For the solution of the maximum likelihood problem, only finding the maximum of the likelihood function is important. This is one of the reasons why the maximum likelihood method often works even though the requirements are not met. A pseudo-likelihood function is used in the following cases :

  • the distribution requirements for the maximum likelihood method are not met: The likelihood function is then called a pseudo-likelihood function and
  • the actual likelihood function or log-likelihood function is too difficult to maximize and is e.g. B. replaced by a smoothed version and this pseudo-likelihood function is then maximized.

The core of the likelihood function

The core of the likelihood function ( core of the plausibility function ) is obtained from the likelihood function by neglecting all multiplicative constants. Usually, denotes both the likelihood function and its core. The use of the log-likelihood function often makes numerical sense. Multiplicative constants in then change into additive constants in , which in turn can often be ignored.
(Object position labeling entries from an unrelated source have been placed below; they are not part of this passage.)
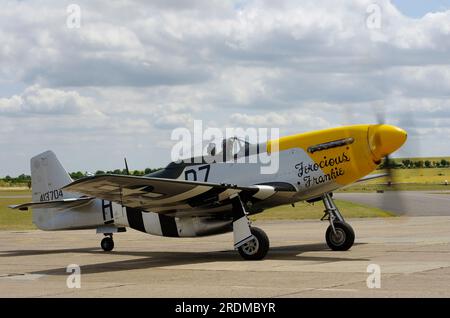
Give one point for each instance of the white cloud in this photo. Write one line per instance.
(45, 101)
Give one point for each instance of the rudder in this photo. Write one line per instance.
(48, 176)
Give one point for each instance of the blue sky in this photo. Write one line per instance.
(418, 8)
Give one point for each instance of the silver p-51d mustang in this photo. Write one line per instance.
(199, 198)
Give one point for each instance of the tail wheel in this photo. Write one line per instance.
(343, 239)
(257, 248)
(107, 244)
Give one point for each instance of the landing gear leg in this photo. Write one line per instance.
(252, 243)
(339, 235)
(107, 243)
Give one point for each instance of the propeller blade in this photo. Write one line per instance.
(126, 166)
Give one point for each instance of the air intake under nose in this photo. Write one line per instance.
(385, 139)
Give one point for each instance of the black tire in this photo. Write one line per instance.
(107, 244)
(345, 238)
(257, 248)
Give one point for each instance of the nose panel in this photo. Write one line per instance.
(385, 139)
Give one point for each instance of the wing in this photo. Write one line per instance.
(163, 195)
(63, 204)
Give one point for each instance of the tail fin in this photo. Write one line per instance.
(48, 176)
(54, 209)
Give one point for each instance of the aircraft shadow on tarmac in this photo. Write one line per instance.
(150, 259)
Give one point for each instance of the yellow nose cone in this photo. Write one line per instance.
(385, 139)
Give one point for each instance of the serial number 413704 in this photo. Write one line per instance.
(51, 195)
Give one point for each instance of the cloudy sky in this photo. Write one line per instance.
(135, 70)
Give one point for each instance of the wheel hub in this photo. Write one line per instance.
(251, 247)
(338, 238)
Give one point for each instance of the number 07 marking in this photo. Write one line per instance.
(193, 172)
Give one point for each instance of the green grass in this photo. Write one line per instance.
(303, 211)
(14, 219)
(13, 192)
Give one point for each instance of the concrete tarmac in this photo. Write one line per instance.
(413, 255)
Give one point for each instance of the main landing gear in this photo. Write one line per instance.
(107, 243)
(256, 248)
(339, 235)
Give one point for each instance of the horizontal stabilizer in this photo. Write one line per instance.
(63, 204)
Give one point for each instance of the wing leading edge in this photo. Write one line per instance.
(159, 194)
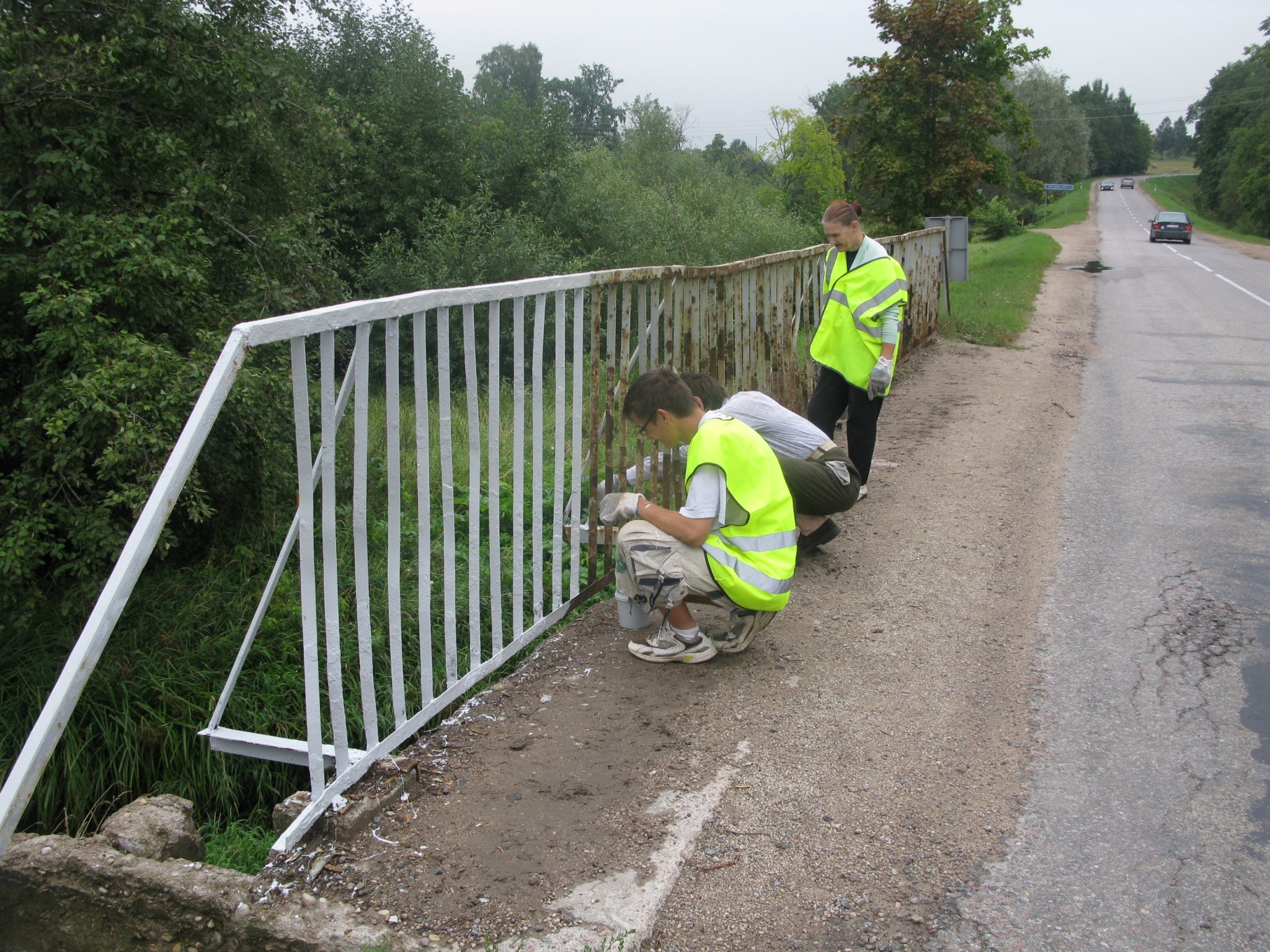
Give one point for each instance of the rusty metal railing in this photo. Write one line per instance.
(523, 437)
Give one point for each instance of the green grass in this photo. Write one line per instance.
(995, 305)
(239, 844)
(1160, 165)
(1070, 208)
(135, 729)
(1176, 193)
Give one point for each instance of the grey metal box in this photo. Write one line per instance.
(957, 242)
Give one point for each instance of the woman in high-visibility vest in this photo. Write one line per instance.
(858, 339)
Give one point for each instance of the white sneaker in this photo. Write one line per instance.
(667, 645)
(746, 624)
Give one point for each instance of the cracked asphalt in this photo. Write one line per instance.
(1147, 819)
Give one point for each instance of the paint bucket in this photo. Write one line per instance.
(630, 614)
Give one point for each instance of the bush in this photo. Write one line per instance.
(997, 221)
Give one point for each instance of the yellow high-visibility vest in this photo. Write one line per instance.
(753, 563)
(849, 339)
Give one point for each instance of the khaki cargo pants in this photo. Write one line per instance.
(655, 570)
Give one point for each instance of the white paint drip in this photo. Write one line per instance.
(620, 906)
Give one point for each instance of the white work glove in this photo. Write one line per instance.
(619, 506)
(881, 377)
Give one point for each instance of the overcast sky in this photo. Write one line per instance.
(729, 61)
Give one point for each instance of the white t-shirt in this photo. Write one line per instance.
(784, 431)
(708, 491)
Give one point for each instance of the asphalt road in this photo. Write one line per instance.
(1148, 821)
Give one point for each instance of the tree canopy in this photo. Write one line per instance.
(926, 125)
(1062, 134)
(1119, 141)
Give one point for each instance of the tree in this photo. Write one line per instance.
(925, 122)
(407, 115)
(506, 70)
(590, 95)
(737, 159)
(166, 175)
(1119, 141)
(806, 164)
(1235, 102)
(1173, 139)
(1062, 148)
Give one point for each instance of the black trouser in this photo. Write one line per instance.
(833, 395)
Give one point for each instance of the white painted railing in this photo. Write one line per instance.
(575, 342)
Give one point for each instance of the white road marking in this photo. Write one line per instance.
(625, 903)
(1241, 288)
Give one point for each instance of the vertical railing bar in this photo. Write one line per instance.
(517, 467)
(748, 307)
(361, 558)
(445, 426)
(598, 408)
(578, 361)
(329, 555)
(648, 316)
(642, 332)
(308, 582)
(424, 482)
(495, 480)
(393, 421)
(655, 315)
(613, 418)
(562, 327)
(540, 307)
(624, 359)
(473, 484)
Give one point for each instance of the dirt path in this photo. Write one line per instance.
(833, 787)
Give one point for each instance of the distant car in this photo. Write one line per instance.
(1170, 226)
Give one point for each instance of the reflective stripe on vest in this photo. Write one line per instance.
(748, 574)
(753, 563)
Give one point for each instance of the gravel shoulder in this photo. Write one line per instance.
(840, 783)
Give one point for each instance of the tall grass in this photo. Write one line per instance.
(995, 305)
(1067, 207)
(1176, 193)
(135, 729)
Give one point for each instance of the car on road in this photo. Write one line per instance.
(1170, 226)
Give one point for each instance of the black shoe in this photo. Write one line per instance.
(827, 532)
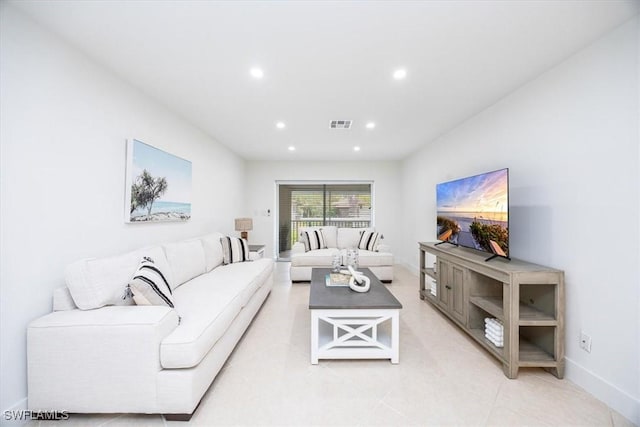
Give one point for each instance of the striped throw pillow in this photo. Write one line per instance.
(149, 285)
(369, 240)
(313, 239)
(234, 249)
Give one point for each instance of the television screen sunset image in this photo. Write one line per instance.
(474, 212)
A log-likelihood function without additive constants is called the core of the log-likelihood function . Here too, both the log-likelihood function and its core are usually referred to. For example, the core of the log-likelihood function of a normal distribution with unknown expected value and known variance would be :

.

Individual evidence

  1. ^ A b Hans-Otto Georgii: Stochastics . Introduction to probability theory and statistics. 4th edition. Walter de Gruyter, Berlin 2009, ISBN 978-3-11-021526-7 , p. 203 , doi : 10.1515 / 9783110215274 .
  2. ^ Fisher, On the "probable error" of a coefficient of correlation deduced from a small sample, Metron, Volume 1, 1921, pp. 3-32.
  3. ^ Fisher, On the mathematical foundations of theoretical statistics, Philosophical Transactions of the Royal Society A, Volume 222, 1922, pp. 309-368.
  4. ^ Ludger Rüschendorf: Mathematical Statistics . Springer Verlag, Berlin Heidelberg 2014, ISBN 978-3-642-41996-6 , p. 162 , doi : 10.1007 / 978-3-642-41997-3 .
  5. a b Ulrich Krengel : Introduction to probability theory and statistics . For studies, professional practice and teaching. 8th edition. Vieweg, Wiesbaden 2005, ISBN 3-8348-0063-5 , p.  62 , doi : 10.1007 / 978-3-663-09885-0 .
  6. Reinhard Viertl: "Introduction to stochastics: with elements of Bayesian statistics and approaches for the analysis of fuzzy data." Springer-Verlag, 2013, p. 110.
  7. Claudia Czado, Thorsten Schmidt: Mathematical Statistics . Springer-Verlag, Berlin Heidelberg 2011, ISBN 978-3-642-17260-1 , p. 85 , doi : 10.1007 / 978-3-642-17261-8 .
  8. ^ Hans-Otto Georgii: Stochastics . Introduction to probability theory and statistics. 4th edition. Walter de Gruyter, Berlin 2009, ISBN 978-3-11-021526-7 , p. 201 , doi : 10.1515 / 9783110215274 .
  9. ^ Leonhard Held and Daniel Sabanés Bové: Applied Statistical Inference: Likelihood and Bayes. Springer Heidelberg New York Dordrecht London (2014). ISBN 978-3-642-37886-7 , p. 87.
  10. ^ Leonhard Held and Daniel Sabanés Bové: Applied Statistical Inference: Likelihood and Bayes. Springer Heidelberg New York Dordrecht London (2014). ISBN 978-3-642-37886-7 , p. 15.
  11. ^ Leonhard Held and Daniel Sabanés Bové: Applied Statistical Inference: Likelihood and Bayes. Springer Heidelberg New York Dordrecht London (2014). ISBN 978-3-642-37886-7 , p. 27. ff.